Sunday, March 25, 2012

Pure delay lines

While working on my dsp-extras project, I needed a pure delay line.  Based on previous work, I used Data.Sequence.Seq, and was somewhat surprised to see a very large performance hit when compared to an undelayed signal.  Obviously there was more to creating pure buffers in Haskell than my previous microbenchmarks revealed.  I resolved to get the performance back.

I created a test script to measure the performance of different delay line implementations in a real-world application.  The application simply reads in a sound file, applies a fractional delay, and writes the output.  I measured the performance with buffer sizes ranging from 1 to 10000 samples.  Due to interpolation (I used cubic interpolation for all my tests), I couldn't actually measure a 1-sample buffer; the program actually creates a 4-sample buffer for the smallest possible delay.  All other buffer sizes are accurate though.

I tested the following buffer types:
  • Data.Sequence.Seq - cons elements onto the front and drop from the tail as each element is pushed
  • Data.Vector.Unboxed.Vector - a naive copying implementation
  • T10 - a 10 element, strict data type (e.g. data T10 a = T10 !a !a ...)
  • T25 - a 25 element, strict data type
  • Evil - based upon Data.Vector.Unboxed.Vector, the Evil buffer thaws the vector, mutates a single element, and returns the updated vector.  This buffer is closest to an imperative circular buffer implementation, although it violates referential transparency.  Hence the Evil moniker.
  • ComboBuffer - the ComboBuffer consists of two unboxed vectors and an update list.  After the update last grows large enough, it's frozen into a vector and the oldest data is dropped.  Writing elements is performed in amortized O(1) time.  The read behavior is more complex.
The results are summarized online here.  A few notes about interpreting the results:
  • Given times are the result of a single run, although they are fairly stable over multiple executions.
  • The chart shows times in a log scale to help differentiate times for small buffers.  Otherwise the O(n) behavior of Vector obliterates these differences.
  • Current is the behavior of an algorithm that adaptively selects a buffer type based upon size.
  • All the results (except one) are for reading off the end of the buffer.  For most buffer types this shouldn't matter. It's optimal for Seq.  For the ComboBuffer, reads from the last half of the buffer can be done in O(1), but reads from the first half are more complex, as a list lookup may be required.  The Current - first quarter data is the result of accessing points 0.25 of the way into the buffer.
So for reads from the end of the buffer, my ComboBuffer is pretty good.  It needs some tuning though, especially for reads from near the front of the buffer.
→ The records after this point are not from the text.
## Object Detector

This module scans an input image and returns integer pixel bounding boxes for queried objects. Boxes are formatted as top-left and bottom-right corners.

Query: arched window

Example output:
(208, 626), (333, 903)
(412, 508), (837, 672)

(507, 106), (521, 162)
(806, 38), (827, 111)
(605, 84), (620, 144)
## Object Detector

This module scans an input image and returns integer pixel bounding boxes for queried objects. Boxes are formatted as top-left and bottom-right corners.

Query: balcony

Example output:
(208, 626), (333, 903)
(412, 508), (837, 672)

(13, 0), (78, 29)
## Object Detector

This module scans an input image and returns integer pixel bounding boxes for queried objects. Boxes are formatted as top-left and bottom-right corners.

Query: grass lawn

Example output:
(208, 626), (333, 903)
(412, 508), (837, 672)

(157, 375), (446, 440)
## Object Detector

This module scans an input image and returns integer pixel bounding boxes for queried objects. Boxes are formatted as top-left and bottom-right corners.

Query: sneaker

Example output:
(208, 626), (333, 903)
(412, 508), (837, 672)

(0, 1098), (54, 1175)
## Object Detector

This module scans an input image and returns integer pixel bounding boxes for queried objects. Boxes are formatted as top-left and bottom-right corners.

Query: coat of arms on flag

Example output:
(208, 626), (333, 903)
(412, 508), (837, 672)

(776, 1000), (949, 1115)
  1. Hi John. Great posts! I need something similar to this for my project (circular lists - for delay, filtering, and saving slices of recent history in response to certain features in the signal) - is something about this size up on hackage? I found x-dsp but it looks a little heavy.

    I wrote my own (really novice) implementation at . But I don't want to do something redundant if the niche is filled by something better already.


    1. Hi Greg,

      Yeah, x-dsp isn't really for this. Plus it's sort of an experiment that didn't entirely work out.

      All of these buffers do live in publicly-available code, however it's part of a larger package that isn't really useful yet. The buffering portion is at . The ComboBuffer works pretty well, except for reads in the first quarter of the buffered output. I think it would be great for the use cases you list on your implementation. Seq has good asymptotic behavior, but the constant factors appear to be *really* big compared to other implementations.

      I can split out the buffer stuff and put it in a standalone package. I'll try to do so this weekend.

    2. Thanks for the pointers. The combo buffer code looks interesting. I'll keep my eye out for your split, and in the meantime copy some of your ideas into my code. If you find time to make a library out of the buffering part of dsp-extras, that's much appreciated! Alternatively I could copy your ideas over to my thing.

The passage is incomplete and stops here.